The magnitude of the Kerala catastrophe could have been minimised if the agencies involved in reservoir management had used a technically sound approach in the opening of the dam gates, said Professor Nayan Sharma, a dam expert and former professor at IIT Roorkee.

In an exclusive interview with Firstpost, Sharma, who visited a number of dam sites in the southern state along with a dam break analysis team formed by the Kerala government in 2011, said that there should be a proper inquiry on why no technically sound method was followed while opening up the dam gates.

“It is a known scientific reality that no gate of any dam with a full reservoir should be opened all of a sudden. It should be opened gradually within a long span of time to prevent flooding. But in the case of Kerala, it was seen that the gates of 35 dams were opened at the same time, which resulted in the massive flood,” he added.

On 15 August, after rainwater brimmed 35 out of 39 dams in Kerala, gates of these dams were flung open, wreaking havoc in the state.

Representational image. Image courtesy: Twitter/@kadakampalli

Representational image. Image courtesy: Twitter/@kadakampalli

He added that instead of following a technically sound reservoir management system, the authorities waited for the dam reservoirs to be full before opening their gates.

"There are technically sound methods to open gates of dams. If followed, it could have prevented the the catastrophe to a great extent. But the way the government decided to open the gates of 35 dams at the same time, it does not seem that any technically sound method for managing the reservoirs is used in Kerala,” he explained.

Sharma, who is currently working as an honorary professor at Nottingham University in the United Kingdom, further asserted, "It was a wrong decision to open all the dam gates in one go on the part of officials of the dam management authorities and they should be held responsible for it."

Significantly, anti-dam activists have been attributing catastrophic floods to big dams for a long time. But Sharma said that dams themselves are not the cause of flooding, but faulty water resource management of the dams is.

“A dam can be multi-purpose. One of such purposes could be flood control. But then, the proportion of usage of reservoir water in various purposes should be balanced to meet the demands in changing circumstances,” he asserted.

He added that in a sound reservoir management system, the dam authorities should ensure that reservoirs are empty before the monsoon begins.

“To decide upon opening and closing of dam gates, it is now a global norm to use Global Precipitation Measurement Mission data provided by NASA about rainfall. It does not seem such data was used in Kerala,” he said.

Providing a series of suggestions as to how to prevent such a catastrophe in Kerala, he said that the reservoir management system requires rigorous review by experts. The system also needs to be re-claibrated with changing environmental conditions.

Suggesting an overall study about the performance of the dams, he said, “Have the dams outlived their lives? Do the dams have enough flood cushion? Should it be increased? Do the dams have modernised early warning system to evacuate the people living in lower reaches before the gates are opened? These questions are to be inquired into in a time-bound study.”

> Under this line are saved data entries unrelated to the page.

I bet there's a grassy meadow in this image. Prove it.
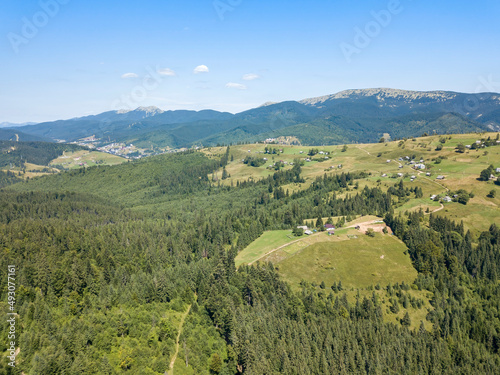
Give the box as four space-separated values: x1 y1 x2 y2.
205 132 499 234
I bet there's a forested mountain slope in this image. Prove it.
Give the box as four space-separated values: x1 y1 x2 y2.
0 145 499 374
13 89 500 148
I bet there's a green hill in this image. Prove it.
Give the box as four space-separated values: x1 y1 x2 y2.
0 141 84 168
1 133 499 374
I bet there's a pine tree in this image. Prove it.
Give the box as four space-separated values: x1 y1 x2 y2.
316 216 324 229
401 312 411 327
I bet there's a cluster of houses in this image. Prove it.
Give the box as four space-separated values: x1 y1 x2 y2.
94 143 154 159
431 194 453 203
430 193 462 203
465 140 491 149
329 164 343 169
297 224 336 235
268 160 293 168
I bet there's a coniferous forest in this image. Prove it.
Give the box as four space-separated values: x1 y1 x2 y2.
0 149 499 374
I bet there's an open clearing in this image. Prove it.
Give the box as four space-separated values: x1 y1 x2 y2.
273 233 416 289
50 150 125 169
235 230 301 267
206 132 499 234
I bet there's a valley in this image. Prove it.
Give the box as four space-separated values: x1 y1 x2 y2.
0 130 498 374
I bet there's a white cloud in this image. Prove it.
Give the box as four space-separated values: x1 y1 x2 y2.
242 73 260 81
193 65 209 74
157 68 176 76
225 82 247 90
121 72 138 79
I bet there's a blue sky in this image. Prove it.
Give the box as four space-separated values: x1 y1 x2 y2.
1 0 499 122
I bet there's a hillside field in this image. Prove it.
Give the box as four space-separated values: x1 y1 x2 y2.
206 132 500 234
50 150 126 169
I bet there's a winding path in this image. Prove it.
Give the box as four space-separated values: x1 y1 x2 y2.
168 302 193 374
248 232 322 265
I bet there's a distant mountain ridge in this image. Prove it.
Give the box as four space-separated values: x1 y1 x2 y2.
10 88 500 148
0 122 37 128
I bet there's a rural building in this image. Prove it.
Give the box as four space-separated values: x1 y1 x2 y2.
304 230 313 235
496 168 500 173
443 196 452 203
324 224 335 231
436 175 445 180
297 226 308 230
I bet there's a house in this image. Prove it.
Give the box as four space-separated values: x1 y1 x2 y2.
430 195 437 200
414 164 426 170
304 230 313 235
436 175 445 180
297 225 308 230
426 172 431 176
387 160 391 163
442 196 452 203
465 145 471 149
397 173 403 177
399 165 403 168
496 168 500 173
382 173 387 177
411 175 416 179
324 224 335 231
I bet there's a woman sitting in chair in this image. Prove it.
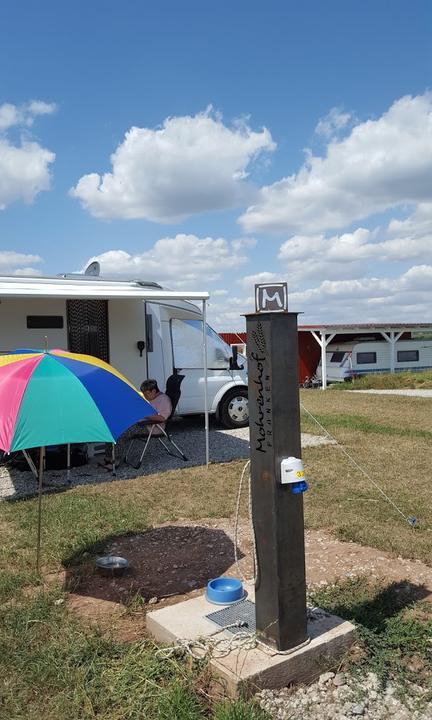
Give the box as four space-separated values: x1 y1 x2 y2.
100 379 172 470
122 374 187 468
139 379 172 435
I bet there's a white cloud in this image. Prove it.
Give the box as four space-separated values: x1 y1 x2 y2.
315 107 352 138
288 264 432 321
0 100 56 209
240 93 432 235
210 263 432 330
207 294 252 332
275 202 432 286
0 100 56 130
85 234 251 289
71 108 275 222
27 100 57 117
278 229 376 270
238 271 282 290
0 139 55 209
0 104 22 131
0 251 42 275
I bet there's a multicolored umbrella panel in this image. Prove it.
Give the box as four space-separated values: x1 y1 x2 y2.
0 349 156 453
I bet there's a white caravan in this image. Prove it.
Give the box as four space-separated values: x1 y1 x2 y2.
316 339 432 383
0 273 249 428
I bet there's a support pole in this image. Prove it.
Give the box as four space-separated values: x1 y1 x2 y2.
321 333 328 389
381 331 403 373
202 299 210 467
246 311 308 651
311 331 335 390
36 446 45 574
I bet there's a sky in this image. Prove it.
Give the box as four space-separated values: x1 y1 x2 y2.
0 0 431 330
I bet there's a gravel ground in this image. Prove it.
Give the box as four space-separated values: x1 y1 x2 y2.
348 389 432 397
257 670 432 720
0 419 333 500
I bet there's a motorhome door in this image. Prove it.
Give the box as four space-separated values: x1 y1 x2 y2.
67 299 110 362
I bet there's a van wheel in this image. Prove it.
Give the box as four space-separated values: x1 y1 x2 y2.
219 388 249 429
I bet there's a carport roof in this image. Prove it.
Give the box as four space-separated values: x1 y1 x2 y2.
299 323 432 334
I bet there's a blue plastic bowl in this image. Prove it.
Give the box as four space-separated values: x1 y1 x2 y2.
206 577 244 605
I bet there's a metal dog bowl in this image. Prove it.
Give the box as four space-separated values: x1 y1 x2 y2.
95 555 129 576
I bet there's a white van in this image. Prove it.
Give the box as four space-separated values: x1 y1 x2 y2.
0 272 249 428
316 339 432 383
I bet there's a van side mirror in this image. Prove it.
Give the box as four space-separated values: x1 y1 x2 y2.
229 346 242 370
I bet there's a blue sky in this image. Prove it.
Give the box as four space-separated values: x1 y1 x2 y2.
0 0 431 329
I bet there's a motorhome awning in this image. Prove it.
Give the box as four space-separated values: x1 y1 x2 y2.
0 275 209 301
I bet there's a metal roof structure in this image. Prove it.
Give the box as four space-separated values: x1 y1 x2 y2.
0 274 209 302
299 323 432 333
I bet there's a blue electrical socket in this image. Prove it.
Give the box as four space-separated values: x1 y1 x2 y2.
292 480 308 494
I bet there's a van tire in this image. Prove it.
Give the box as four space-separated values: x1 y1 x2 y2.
219 388 249 429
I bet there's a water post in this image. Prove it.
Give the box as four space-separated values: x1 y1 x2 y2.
147 282 356 691
246 283 308 651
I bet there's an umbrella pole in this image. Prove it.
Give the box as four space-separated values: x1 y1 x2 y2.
36 446 45 574
67 443 71 483
111 443 116 477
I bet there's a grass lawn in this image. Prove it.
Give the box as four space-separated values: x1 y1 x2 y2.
334 369 432 390
1 390 432 717
300 389 432 562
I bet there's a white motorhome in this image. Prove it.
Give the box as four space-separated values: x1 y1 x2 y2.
316 339 432 383
0 272 248 428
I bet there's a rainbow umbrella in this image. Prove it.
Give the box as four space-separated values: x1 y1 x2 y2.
0 348 156 569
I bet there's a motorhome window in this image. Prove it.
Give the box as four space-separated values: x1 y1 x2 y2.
27 316 64 329
397 350 419 362
330 352 345 362
145 314 153 352
357 352 377 364
171 319 231 369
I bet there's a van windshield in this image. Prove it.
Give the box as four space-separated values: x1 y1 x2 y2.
171 319 231 369
330 351 345 363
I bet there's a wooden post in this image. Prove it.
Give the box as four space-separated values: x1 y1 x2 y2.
246 311 308 651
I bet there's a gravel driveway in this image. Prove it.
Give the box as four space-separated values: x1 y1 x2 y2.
0 418 332 501
348 389 432 397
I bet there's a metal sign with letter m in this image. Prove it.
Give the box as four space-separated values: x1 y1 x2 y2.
255 283 288 313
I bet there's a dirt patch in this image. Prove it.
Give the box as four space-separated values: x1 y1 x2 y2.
65 519 432 640
66 523 246 638
305 528 432 596
67 524 243 603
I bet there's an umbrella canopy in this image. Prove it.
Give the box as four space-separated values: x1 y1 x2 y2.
0 349 155 453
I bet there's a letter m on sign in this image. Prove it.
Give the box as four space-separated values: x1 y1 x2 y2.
255 283 288 313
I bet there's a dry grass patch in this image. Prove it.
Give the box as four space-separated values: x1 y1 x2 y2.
300 390 432 564
334 370 432 390
300 387 432 433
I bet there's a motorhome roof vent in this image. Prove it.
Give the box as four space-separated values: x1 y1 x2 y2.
135 280 162 289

He also cited the example of France, where several existing dams were renovated using a new technology called 'Piano Key Weir’ to increase storage capacity, a mission in which he also participated.

He also suggested that a detailed Catchment Area Treatment system should be adopted to restore the rivers by removing encroachments in river bed, adding that conservation techniques should be applied in the hills to prevent further sedimentation in the rivers.

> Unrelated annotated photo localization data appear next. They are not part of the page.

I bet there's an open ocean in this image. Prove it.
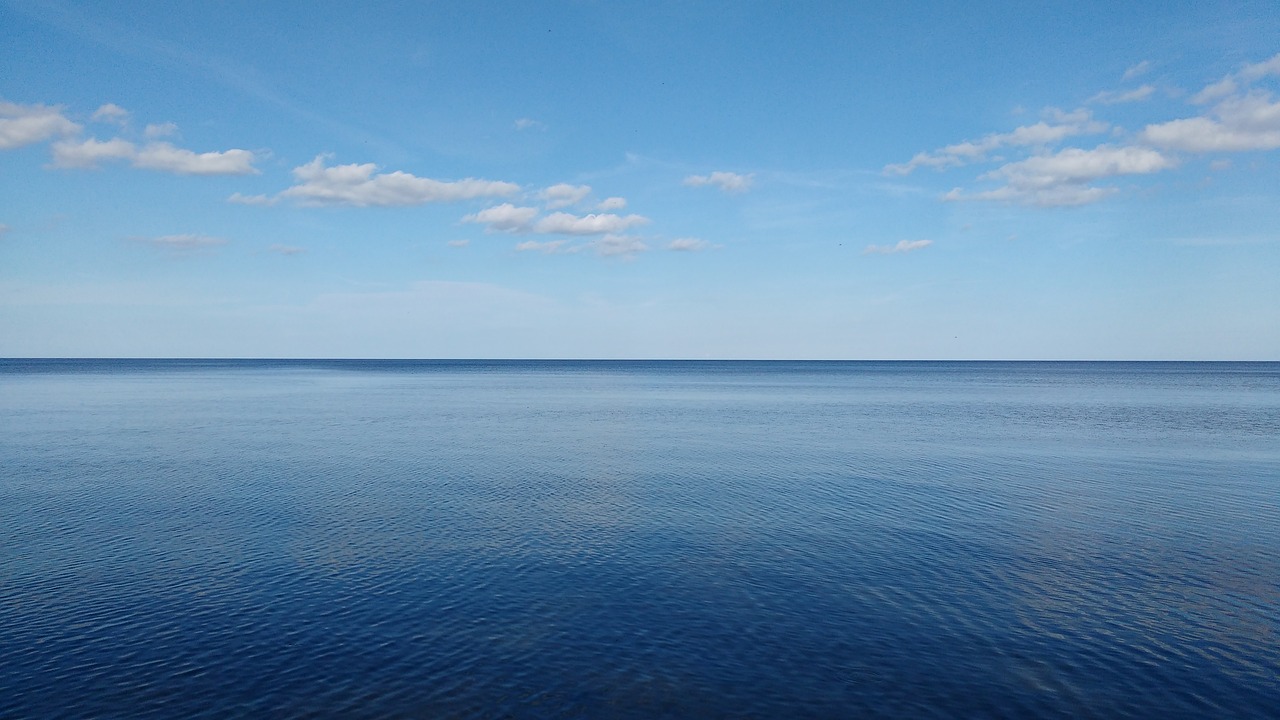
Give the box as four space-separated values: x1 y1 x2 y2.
1 359 1277 718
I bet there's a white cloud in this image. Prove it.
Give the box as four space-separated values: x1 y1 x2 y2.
447 239 470 248
1088 85 1155 105
1141 92 1280 152
1122 61 1151 81
597 196 627 211
133 142 258 175
533 211 650 236
462 203 539 232
227 192 278 206
539 183 591 209
50 137 258 175
0 101 81 149
91 103 130 124
280 155 520 207
885 108 1109 175
514 117 546 131
683 171 755 193
49 137 136 168
587 234 647 258
864 239 932 255
515 239 573 254
945 144 1175 207
268 243 304 255
667 237 712 252
1192 52 1280 104
144 122 179 138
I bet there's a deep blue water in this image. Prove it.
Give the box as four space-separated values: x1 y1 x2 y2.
1 360 1278 718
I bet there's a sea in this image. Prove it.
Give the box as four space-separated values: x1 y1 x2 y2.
1 360 1277 718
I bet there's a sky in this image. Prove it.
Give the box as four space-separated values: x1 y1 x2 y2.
2 0 1279 359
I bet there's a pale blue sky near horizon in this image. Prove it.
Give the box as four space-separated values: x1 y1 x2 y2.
2 0 1278 359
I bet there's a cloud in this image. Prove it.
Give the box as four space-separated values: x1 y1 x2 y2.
0 224 9 237
133 142 257 175
514 117 546 131
597 196 627 211
1192 52 1280 104
1088 85 1155 105
885 108 1109 175
136 234 228 251
539 183 591 209
447 239 470 248
667 237 712 252
864 239 932 255
515 239 573 254
1122 61 1151 81
280 155 520 207
683 171 755 193
946 144 1176 206
533 211 650 235
462 203 539 232
1141 92 1280 152
268 243 305 255
91 103 129 124
50 136 258 174
227 192 278 206
144 122 178 138
0 101 81 149
586 234 648 258
49 137 136 168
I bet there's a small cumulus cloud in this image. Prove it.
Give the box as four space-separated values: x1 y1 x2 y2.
268 243 305 255
90 103 130 124
462 203 539 232
49 137 135 168
597 196 626 211
946 144 1176 207
683 171 755 193
667 237 712 252
280 155 520 207
533 211 650 236
864 239 933 255
0 101 81 149
586 234 647 258
539 183 591 209
50 137 258 175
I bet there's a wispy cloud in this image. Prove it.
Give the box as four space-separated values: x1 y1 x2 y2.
279 155 520 207
1088 85 1155 105
885 108 1109 175
447 239 470 248
1142 91 1280 152
533 212 650 236
144 122 178 138
268 243 304 255
539 183 591 209
227 192 277 206
133 233 228 254
514 117 546 131
683 171 754 193
1122 60 1151 81
667 237 712 252
597 196 626 211
0 101 80 149
864 239 932 255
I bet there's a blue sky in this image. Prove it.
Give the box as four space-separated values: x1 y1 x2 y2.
2 0 1278 359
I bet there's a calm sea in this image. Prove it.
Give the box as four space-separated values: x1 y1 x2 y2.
1 360 1277 718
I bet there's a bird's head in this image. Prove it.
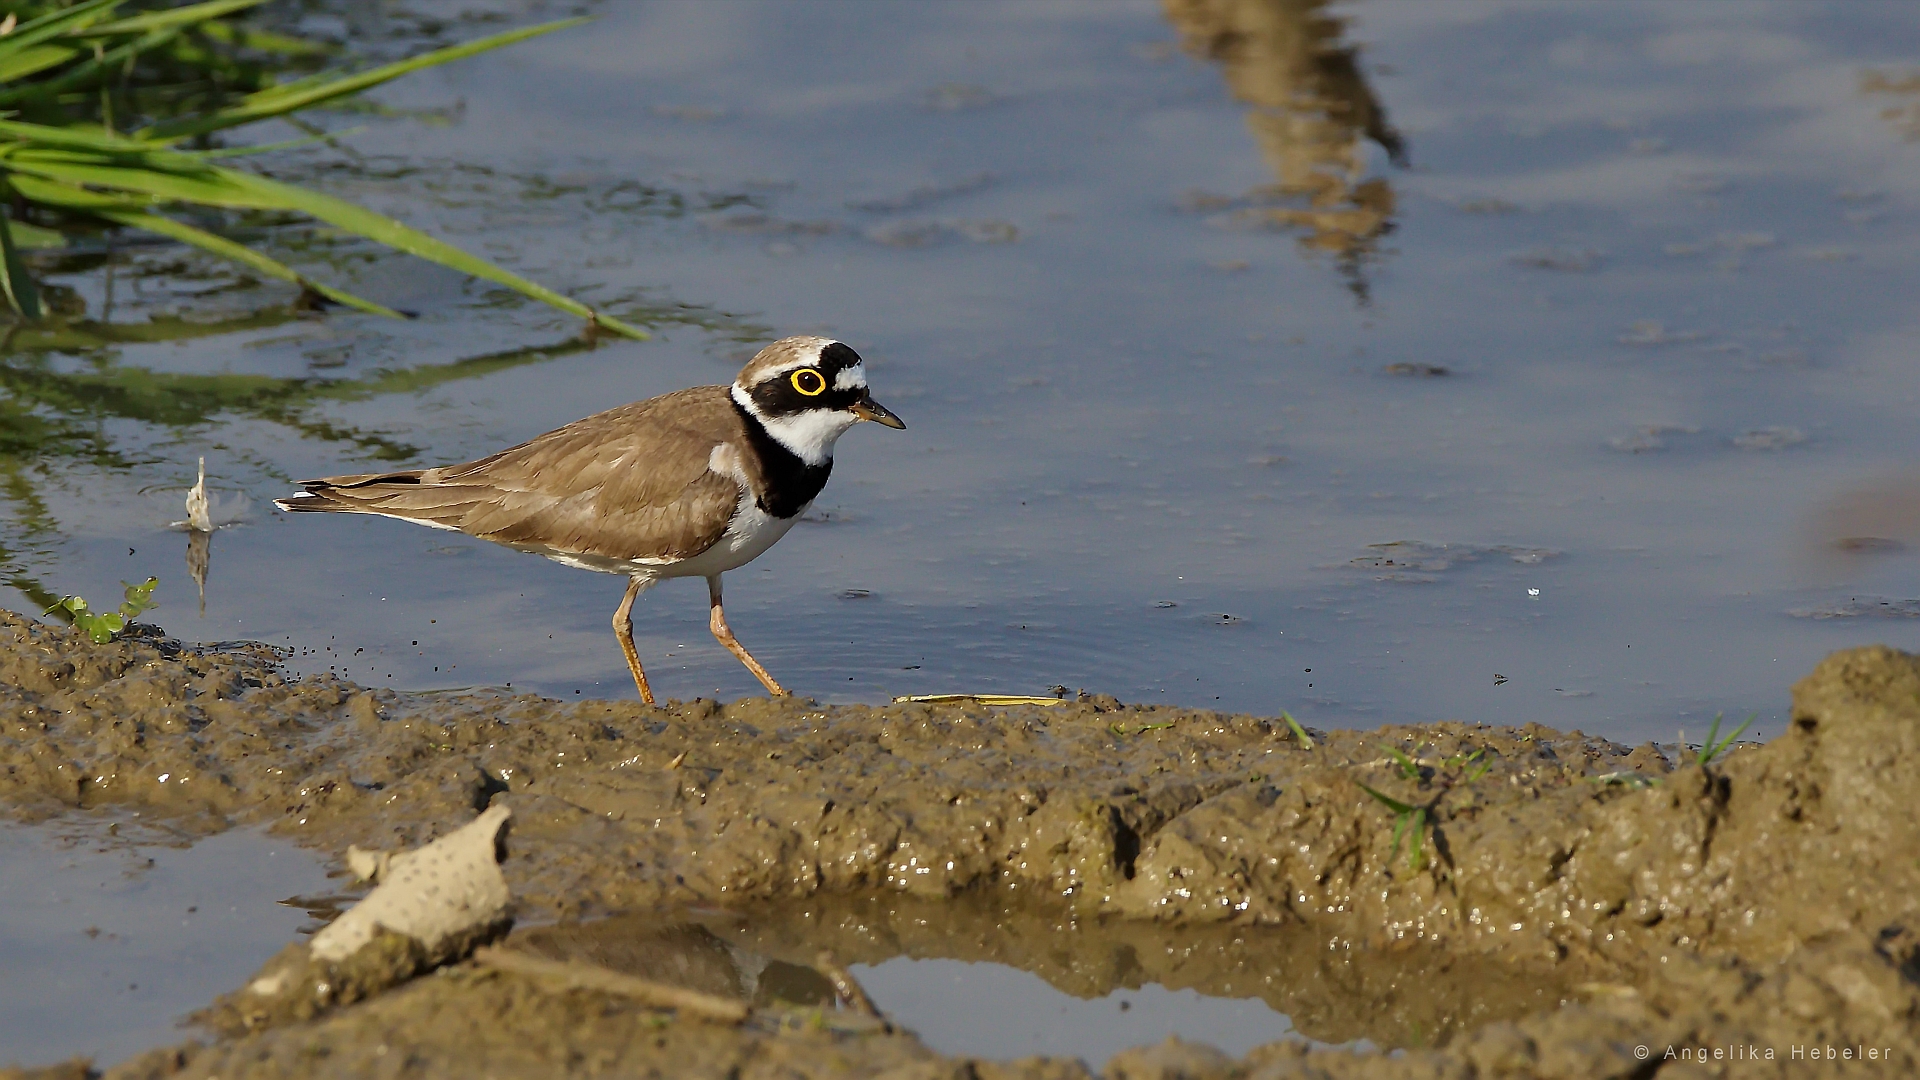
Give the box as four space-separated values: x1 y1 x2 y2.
731 337 904 465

Sharma, who was also a part of a global team constituted by European Commission to gauge the effect of climate change in Danube and Brahmaputra river, attributes global warming to the sudden increase in rainfall.

“Rise in temperature has triggered change in air circulation pattern, which in turn has caused erratic monsoon behavior. The sudden increase in rainfall in Kerala can be surmised to be a result of it,” he added.

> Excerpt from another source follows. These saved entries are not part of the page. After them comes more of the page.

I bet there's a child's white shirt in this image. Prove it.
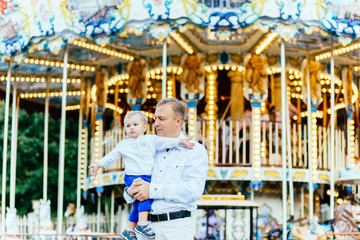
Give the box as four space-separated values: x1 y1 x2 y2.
97 134 180 175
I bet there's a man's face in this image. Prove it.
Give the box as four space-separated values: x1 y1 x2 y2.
154 103 181 137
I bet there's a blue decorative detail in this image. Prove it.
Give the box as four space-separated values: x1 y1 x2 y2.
185 93 200 100
187 101 197 108
97 106 104 112
83 19 112 37
117 63 123 74
306 183 318 190
143 0 173 20
251 101 262 108
220 169 228 178
96 113 103 120
311 105 318 113
112 173 118 182
208 11 243 28
250 181 263 191
346 187 352 195
82 191 88 200
96 186 104 196
241 182 251 196
220 52 229 64
83 122 88 128
131 105 141 111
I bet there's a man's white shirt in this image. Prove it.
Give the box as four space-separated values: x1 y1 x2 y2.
125 132 209 214
97 134 181 175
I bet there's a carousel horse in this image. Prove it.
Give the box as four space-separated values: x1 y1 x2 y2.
5 207 20 240
266 217 331 240
334 200 359 239
38 199 56 240
290 219 329 240
65 204 91 240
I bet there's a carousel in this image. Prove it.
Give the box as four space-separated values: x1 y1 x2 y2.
1 0 360 239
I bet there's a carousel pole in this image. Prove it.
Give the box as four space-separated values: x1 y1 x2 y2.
280 39 288 240
286 91 294 217
110 189 115 233
97 196 101 232
76 76 84 209
162 39 167 99
57 43 68 233
43 69 50 201
330 37 335 220
306 44 314 219
1 61 12 234
9 65 18 209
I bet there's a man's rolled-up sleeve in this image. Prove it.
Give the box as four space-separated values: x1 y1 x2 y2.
123 187 136 204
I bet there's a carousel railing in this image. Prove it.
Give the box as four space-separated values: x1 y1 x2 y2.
97 119 352 174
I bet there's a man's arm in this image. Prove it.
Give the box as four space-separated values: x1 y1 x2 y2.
123 186 136 204
135 144 208 203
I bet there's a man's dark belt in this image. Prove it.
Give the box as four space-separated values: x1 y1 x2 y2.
148 210 191 222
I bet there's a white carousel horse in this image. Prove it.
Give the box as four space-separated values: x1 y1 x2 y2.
65 204 91 240
38 199 56 240
5 207 20 240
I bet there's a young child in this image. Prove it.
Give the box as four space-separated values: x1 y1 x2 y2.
89 111 194 240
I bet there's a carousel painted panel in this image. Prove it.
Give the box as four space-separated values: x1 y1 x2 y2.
291 169 309 182
315 170 330 184
207 167 253 181
337 165 360 183
87 171 124 188
260 167 282 181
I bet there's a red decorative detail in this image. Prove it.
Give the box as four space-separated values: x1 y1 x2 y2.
0 0 14 15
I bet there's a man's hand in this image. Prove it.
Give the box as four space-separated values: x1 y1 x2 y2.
132 178 150 201
180 138 194 149
88 163 102 177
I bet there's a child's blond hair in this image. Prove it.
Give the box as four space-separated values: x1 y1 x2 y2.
124 111 148 125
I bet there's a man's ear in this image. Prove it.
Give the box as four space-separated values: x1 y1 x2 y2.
176 117 182 126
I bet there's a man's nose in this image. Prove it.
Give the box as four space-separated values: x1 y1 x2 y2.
154 119 159 126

Kerala witnessed a rainfall of 2,346.6 mm this monsoon, which is far less than 3,368 mm received in the year 1924.

“But in 1924, that amount of rainfall was received in four months and this time around, it was received in around just two and a half months. Heavy rainfall is a cause of the flood," he said.

Significantly, in the last one decade, various states including Bihar, Uttarakhand, Jammu and Kashmir, and Assam have suffered floods of a similar magnitude. Sharma said that apart from global warming, massive quarrying, mining encroachment of river beds, unfavourable agricultural practices and deforestation have resulted in destabilisation of rivers by way of pouring massive silt in them.

“Apart from stopping such practices, the states can also use Flood Monitoring Information System to prevent the menace of deluge. After a massive flood occurred in Bihar due to overflow of the Kosi river, the state government used this system as a preventive measure. In this system, the river is monitored in real-time basis from Patna and any possible breach in the embankments is prevented by immediate measures,” he added.

Sharma, who was also a member of a high-level expert committee formed by the ministry of water resources for a study on the Kosi river, said that though the state government is fighting tooth and nail to prevent flooding in the Kosi river, a possibility of similar floods cannot be ruled out in the near future due to massive deforestation and encroachment in the river in its upper reaches in Nepal.